In the study, four scenarios were investigated. Scenario I and Scenario II aimed to illustrate the effects of the commodity prices observed in 2020. Scenario III and Scenario IV explored the impact of energy and EUA prices in 2030. From the results, the following conclusions can be derived:
The iterative computational process generates feasible solutions for profit maximization considering the technical constraints of the CHP system and the variation of energy and carbon emission prices.
The distributions of the different outcomes allowed to estimate the probability of the potential annual profits. For the case of the stand-alone CHP system operating in the market scenario of 2020, there is an 80% probability that the annual profit will be less than or equal to €30.98 M.
There is an 80% probability that in 2030 the annual profit of the stand-alone CHP system will be less than or equal to €11.88 M, while for the integrated CHP-HOB-TES system, the profit may be less than or equal to €12.6 M.
Integrating a short-term thermal energy storage unit increased the profitability of the system and helped reduce the risk associated with fluctuating energy prices. Profit increased on average by €0.74 M (with the implementation of a TES) in 2020 and €0.71 M in 2030.
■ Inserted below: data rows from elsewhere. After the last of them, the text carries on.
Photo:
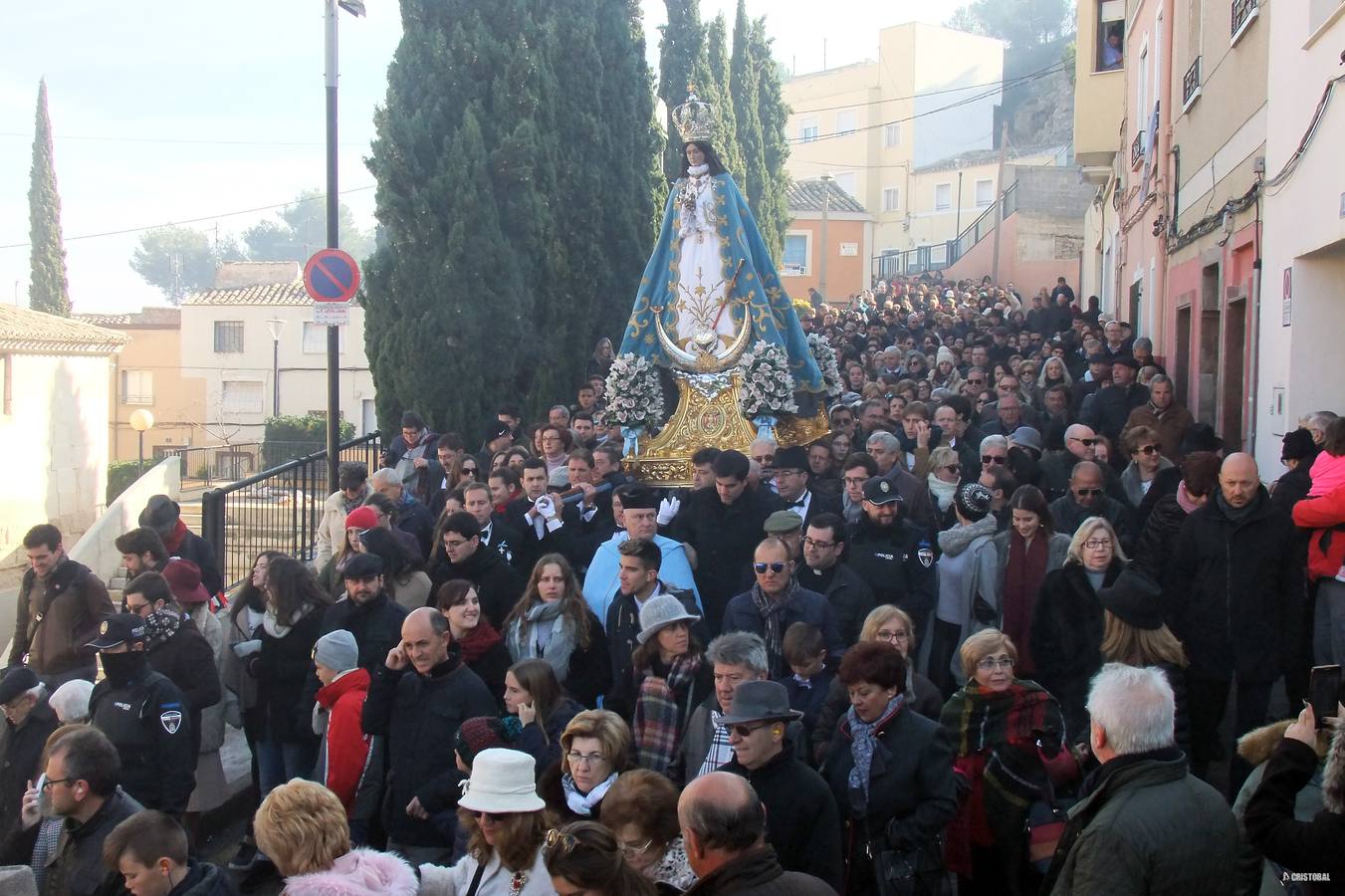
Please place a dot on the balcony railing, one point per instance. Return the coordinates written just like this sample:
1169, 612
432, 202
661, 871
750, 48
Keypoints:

In the coming years, the operational patterns and economic results of CHP systems will be significantly affected by new electricity and heat consumption patterns and market changes. Moreover, further research challenges will arise because of the increasing penetration of renewable generation and large-scale electrical energy storage deployment. The issues mentioned above will require comprehensive models that consider multiple interdependent sources of uncertainty (e.g., short-term economic factors, environmental and operational aspects of renewable power technologies, power and heat consumption patterns, and thermal comfort levels, among others). In this regard, an important avenue for future research is the incorporation of wind and solar systems along with their high degree of uncertainty (wind speed and solar irradiation) into the proposed Monte Carlo-based method. Another direction for future research is the integration of new computational techniques such as deep learning (neural networks) to reduce the computational complexity of the Monte Carlo approach and the mixed-integer linear programming model.